This problem would be exacerbated if the Tories were to become a watered-down version of Reform (and it would inevitably be watered down, since the insurgent party can always take the rhetoric one stage further). Voters attracted by Farage would not be tempted back, and we have seen above how embracing Reform and its agenda would hurt the Conservative party rather than consolidate overall support for the right. Many Tories are instinctively suspicious of Farage and his motives or doubt that his party could form a serious government. The fact that in 2024 the Tories lost 60 seats to the Lib Dems should also warn against a Reform-lite strategy.

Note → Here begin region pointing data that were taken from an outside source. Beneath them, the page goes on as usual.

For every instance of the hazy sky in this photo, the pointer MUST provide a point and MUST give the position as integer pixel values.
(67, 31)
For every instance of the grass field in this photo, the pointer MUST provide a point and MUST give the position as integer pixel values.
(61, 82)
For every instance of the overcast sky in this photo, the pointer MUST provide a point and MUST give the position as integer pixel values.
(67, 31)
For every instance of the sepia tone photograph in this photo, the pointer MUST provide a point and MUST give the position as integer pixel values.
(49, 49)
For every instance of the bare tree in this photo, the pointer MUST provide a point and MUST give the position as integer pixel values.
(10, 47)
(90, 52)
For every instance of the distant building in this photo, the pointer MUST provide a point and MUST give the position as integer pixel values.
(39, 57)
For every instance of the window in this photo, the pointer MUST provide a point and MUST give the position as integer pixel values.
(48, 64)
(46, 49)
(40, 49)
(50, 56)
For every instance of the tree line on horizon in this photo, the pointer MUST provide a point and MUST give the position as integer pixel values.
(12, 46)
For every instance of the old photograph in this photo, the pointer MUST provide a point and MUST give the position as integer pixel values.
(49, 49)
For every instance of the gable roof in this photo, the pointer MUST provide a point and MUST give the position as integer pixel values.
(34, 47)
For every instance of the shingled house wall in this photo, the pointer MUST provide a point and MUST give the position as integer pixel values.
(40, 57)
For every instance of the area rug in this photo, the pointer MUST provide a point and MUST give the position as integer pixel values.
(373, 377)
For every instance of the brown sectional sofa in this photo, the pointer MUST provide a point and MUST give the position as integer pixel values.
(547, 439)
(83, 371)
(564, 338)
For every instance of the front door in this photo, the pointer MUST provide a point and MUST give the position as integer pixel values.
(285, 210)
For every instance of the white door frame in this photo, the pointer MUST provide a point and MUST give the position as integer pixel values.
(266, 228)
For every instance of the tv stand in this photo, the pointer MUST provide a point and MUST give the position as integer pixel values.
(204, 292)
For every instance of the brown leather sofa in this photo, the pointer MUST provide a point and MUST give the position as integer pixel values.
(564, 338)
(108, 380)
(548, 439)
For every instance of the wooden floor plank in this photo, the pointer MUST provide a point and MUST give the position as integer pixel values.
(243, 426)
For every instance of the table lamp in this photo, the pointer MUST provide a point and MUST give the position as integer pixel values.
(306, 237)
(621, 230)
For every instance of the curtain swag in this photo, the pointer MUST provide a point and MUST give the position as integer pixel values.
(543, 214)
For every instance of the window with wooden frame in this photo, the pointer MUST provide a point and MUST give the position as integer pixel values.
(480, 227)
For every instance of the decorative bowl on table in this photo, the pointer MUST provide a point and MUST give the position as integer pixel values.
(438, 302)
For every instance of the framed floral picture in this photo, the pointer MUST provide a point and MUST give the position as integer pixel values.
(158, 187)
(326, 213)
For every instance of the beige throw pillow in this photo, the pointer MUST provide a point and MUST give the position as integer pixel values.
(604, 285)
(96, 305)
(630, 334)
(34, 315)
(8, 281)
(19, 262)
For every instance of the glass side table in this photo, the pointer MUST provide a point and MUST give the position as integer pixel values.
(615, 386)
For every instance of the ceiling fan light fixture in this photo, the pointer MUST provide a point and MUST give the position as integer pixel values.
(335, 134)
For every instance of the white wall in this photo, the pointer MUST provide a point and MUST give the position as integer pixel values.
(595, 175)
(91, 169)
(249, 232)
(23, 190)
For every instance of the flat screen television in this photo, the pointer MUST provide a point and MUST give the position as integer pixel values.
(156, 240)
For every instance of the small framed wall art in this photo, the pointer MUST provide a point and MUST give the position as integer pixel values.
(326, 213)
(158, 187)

But nor is the solution for the Conservatives simply to tack towards the centre ground. Some long to recreate the party of the early Cameron era – the heady (as they remember them) pre-Brexit, huskie-hugging days of the Big Society. But while the Tories cannot win without votes from centrist, liberal-minded voters, nor can it win with these votes alone. In terms of our political map, the Conservative coalition needs to begin at around the “12 o’clock” position (where we find current Tories who would rather see Starmer than Farage in No.10). But if the party moved further towards that point, it would lose ground to Reform at around “2 and 3 o’clock”, while being very unlikely to gain many compensating votes in Labour and Lib Dem territory on the left-hand side of the map. This would be especially damaging as it would leave Reform as the only party occupying the right of the political map which was once the Tories’ centre of gravity. In the battle for the right, this would amount to a Conservative retreat.
In fact, as the nostalgists should remember, this is something that Cameron himself well understood. His modernisation programme was a response to the politics of the time: the deficit and its roots in Brown-era profligacy, welfare dependency and other social problems resulting from state overreach, and an understanding of how the Conservatives were seen after their long years in office. His majority-winning electoral coalition of 2015, built on the “long-term economic plan” to restore the public finances, embraced wavering centrist voters sceptical of Labour, traditional Tories, and right-leaning Eurosceptics who were kept on board with the promise of an EU referendum.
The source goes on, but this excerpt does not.